— Картошка сегодня особенно удалась. Прямо как в детстве, — Стас с аппетитом подцепил на вилку румяный кружок и отправил в рот, довольно прикрыв глаза. — И котлеты эти твои… волшебство.
Лена улыбнулась. Не дежурной, уставшей улыбкой после рабочего дня, а по-настоящему тепло. Ей нравились эти вечера. Только они вдвоём на их небольшой, но уютной кухне. За окном сгущались синие ноябрьские сумерки, а здесь горел тёплый свет, пахло жареной курицей и укропом, и на мгновение казалось, что все проблемы остались где-то там, за пределами их маленького мирка.
— Старалась, — она аккуратно отрезала кусочек котлеты, и из неё на тарелку вытекло ароматное масло. — Знаешь, я сегодня снова пересчитывала. И прикидывала по ценам на квартиры. Если ещё немного подкопить, то к лету, наверное, уже сможем смотреть варианты.

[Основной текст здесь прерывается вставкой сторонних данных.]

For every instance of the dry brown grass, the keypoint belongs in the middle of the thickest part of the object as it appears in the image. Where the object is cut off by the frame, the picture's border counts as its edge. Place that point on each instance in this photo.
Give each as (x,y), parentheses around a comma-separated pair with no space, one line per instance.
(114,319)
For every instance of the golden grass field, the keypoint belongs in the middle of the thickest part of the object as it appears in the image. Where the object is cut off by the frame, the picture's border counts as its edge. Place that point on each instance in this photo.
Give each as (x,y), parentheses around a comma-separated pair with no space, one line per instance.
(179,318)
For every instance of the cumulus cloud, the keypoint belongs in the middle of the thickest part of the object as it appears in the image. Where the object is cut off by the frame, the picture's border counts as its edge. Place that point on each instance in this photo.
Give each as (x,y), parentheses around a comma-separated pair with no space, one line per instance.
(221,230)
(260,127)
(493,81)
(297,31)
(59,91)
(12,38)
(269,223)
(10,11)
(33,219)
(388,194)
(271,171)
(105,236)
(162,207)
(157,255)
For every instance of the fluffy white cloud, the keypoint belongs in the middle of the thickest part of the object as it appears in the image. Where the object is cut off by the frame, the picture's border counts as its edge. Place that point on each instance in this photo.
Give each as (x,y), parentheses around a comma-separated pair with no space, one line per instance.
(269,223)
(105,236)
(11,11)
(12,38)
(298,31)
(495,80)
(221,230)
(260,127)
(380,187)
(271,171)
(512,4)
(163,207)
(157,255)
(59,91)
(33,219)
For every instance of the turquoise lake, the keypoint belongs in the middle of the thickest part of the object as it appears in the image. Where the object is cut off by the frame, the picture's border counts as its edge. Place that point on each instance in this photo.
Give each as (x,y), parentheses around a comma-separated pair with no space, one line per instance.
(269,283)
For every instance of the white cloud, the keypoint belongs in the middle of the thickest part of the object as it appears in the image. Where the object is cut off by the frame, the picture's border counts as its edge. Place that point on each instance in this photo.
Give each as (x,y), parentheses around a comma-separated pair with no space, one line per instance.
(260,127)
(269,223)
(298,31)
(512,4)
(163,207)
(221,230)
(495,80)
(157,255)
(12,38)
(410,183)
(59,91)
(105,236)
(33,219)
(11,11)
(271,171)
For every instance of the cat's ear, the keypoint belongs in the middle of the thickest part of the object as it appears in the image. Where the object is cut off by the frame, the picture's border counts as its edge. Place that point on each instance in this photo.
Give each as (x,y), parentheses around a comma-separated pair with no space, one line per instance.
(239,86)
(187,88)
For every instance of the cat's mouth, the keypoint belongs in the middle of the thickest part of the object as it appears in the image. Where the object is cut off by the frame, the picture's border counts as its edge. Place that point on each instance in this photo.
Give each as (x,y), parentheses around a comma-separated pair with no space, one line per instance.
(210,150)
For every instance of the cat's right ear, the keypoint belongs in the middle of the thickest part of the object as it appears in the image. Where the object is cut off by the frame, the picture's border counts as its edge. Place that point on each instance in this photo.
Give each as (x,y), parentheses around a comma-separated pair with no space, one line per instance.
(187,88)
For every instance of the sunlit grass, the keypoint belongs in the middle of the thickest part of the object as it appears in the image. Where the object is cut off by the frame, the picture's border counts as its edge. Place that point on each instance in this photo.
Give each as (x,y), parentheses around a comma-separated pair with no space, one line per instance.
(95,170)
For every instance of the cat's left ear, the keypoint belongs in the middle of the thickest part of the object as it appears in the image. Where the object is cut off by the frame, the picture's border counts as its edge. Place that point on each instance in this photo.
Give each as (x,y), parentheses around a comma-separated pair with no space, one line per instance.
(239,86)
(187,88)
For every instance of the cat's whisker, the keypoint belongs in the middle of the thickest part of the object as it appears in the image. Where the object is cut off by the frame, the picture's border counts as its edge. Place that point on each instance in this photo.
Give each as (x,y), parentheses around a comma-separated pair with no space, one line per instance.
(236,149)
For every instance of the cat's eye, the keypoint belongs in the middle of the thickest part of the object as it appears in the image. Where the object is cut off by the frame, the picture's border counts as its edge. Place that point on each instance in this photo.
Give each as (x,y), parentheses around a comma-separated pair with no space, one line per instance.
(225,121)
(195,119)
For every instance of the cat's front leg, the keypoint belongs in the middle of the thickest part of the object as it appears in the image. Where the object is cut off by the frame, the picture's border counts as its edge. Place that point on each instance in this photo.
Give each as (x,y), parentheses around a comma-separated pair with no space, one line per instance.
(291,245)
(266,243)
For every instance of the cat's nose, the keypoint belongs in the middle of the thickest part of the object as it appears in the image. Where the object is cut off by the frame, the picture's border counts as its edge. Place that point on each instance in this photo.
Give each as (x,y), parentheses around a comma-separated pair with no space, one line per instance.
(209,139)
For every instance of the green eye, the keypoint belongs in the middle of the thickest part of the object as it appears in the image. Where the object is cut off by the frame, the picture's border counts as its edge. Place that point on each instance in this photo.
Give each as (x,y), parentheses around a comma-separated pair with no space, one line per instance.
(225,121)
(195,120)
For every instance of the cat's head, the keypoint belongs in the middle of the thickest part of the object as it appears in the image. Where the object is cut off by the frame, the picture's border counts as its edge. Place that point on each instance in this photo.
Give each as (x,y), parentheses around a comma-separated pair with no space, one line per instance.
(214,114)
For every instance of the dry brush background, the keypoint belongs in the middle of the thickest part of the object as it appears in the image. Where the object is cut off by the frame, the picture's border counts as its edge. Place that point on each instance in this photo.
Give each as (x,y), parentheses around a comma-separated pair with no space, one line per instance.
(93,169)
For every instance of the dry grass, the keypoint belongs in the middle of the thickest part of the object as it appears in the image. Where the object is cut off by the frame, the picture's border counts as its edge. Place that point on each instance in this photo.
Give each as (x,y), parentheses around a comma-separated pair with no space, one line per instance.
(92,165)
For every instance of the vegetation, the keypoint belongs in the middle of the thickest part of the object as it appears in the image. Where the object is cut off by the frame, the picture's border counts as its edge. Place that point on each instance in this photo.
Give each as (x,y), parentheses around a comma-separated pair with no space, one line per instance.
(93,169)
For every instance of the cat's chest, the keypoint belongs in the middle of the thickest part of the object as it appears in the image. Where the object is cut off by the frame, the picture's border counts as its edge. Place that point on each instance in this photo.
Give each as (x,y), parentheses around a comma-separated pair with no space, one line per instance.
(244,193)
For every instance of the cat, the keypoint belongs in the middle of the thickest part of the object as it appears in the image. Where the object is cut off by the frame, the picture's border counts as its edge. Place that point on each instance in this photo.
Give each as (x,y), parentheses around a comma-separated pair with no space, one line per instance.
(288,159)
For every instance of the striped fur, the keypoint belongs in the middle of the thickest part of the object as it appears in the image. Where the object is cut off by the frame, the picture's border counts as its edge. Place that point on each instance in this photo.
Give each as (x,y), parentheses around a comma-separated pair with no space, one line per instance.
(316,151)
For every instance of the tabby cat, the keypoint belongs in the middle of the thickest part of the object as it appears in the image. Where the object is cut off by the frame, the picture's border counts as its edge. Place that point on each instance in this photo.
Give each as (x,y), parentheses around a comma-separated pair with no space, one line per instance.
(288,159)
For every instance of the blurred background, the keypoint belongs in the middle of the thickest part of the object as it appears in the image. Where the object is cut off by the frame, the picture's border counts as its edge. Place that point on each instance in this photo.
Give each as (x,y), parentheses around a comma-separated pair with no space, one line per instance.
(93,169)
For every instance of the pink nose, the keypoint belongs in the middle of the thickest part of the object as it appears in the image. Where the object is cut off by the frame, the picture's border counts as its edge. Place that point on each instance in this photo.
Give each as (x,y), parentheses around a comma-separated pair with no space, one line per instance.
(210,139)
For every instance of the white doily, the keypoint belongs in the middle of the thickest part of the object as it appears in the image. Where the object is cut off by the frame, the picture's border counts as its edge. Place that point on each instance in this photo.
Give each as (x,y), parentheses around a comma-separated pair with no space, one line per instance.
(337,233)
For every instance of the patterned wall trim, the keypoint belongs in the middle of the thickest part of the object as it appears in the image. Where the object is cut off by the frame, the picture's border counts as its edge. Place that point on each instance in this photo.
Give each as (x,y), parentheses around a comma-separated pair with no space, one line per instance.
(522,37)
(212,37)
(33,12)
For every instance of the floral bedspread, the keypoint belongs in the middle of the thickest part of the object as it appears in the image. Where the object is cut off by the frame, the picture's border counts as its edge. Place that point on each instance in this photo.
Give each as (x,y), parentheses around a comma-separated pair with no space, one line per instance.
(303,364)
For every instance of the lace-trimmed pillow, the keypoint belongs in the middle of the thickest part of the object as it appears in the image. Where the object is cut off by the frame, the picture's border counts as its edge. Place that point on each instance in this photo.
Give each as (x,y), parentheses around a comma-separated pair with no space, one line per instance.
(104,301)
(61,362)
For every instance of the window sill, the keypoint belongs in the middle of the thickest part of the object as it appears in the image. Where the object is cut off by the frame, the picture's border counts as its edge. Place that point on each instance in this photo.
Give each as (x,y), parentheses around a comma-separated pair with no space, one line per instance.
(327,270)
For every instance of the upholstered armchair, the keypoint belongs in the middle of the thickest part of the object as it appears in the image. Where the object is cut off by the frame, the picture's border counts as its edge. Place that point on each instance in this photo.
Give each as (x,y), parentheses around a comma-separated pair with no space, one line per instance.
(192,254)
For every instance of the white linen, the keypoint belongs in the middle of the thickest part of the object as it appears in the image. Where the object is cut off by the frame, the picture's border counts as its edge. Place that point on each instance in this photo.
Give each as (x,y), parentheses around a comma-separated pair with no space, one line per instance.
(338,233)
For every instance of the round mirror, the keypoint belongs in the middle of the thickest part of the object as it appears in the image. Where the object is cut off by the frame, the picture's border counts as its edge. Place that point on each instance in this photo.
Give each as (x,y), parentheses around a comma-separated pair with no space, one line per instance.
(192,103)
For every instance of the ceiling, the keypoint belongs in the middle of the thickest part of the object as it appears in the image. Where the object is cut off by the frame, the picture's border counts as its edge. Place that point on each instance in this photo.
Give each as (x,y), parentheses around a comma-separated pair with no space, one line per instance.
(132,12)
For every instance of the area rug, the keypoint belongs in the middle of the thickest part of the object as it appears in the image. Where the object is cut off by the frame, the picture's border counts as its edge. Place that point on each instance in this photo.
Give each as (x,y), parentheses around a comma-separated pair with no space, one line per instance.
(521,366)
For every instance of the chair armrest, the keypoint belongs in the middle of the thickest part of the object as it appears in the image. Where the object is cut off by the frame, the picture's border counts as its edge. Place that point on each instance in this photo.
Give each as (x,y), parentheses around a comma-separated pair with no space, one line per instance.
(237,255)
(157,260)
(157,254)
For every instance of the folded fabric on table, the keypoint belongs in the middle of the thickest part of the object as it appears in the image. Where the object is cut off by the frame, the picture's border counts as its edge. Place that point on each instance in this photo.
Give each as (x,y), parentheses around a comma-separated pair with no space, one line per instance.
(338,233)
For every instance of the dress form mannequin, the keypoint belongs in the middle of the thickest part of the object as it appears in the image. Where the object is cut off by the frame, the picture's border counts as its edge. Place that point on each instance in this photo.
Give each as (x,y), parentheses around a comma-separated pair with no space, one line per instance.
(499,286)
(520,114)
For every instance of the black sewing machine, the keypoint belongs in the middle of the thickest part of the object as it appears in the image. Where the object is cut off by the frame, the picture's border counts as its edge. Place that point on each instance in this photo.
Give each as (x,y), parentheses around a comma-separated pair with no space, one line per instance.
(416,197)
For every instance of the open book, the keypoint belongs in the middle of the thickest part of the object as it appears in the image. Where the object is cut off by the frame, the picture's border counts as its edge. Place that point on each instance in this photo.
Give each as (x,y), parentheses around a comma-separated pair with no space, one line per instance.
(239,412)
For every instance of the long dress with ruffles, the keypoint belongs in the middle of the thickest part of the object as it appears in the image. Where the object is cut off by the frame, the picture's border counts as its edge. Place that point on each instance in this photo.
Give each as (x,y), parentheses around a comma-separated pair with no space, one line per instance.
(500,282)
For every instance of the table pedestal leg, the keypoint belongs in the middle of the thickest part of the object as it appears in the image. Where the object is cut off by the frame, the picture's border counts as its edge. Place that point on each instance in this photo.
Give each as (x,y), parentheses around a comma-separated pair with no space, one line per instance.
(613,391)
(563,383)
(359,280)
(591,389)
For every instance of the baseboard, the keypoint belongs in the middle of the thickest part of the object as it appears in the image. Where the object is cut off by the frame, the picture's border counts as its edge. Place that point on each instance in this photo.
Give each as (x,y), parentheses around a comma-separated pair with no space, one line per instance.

Она говорила о деньгах, которые оставила ей бабушка. Это была не просто сумма на банковском счёте. Это был последний привет из её детства, последнее материальное проявление бабушкиной любви. Каждый раз, думая об этих деньгах, Лена видела не цифры, а морщинистые, тёплые руки, которые пекли самые вкусные в мире пирожки, и лукавые глаза, которые смотрели на неё с выцветшей фотографии на комоде. Они со Стасом сразу решили, что это их общий билет в новую жизнь. В просторную двухкомнатную квартиру, где будет место и для детской, и для их собственного угла.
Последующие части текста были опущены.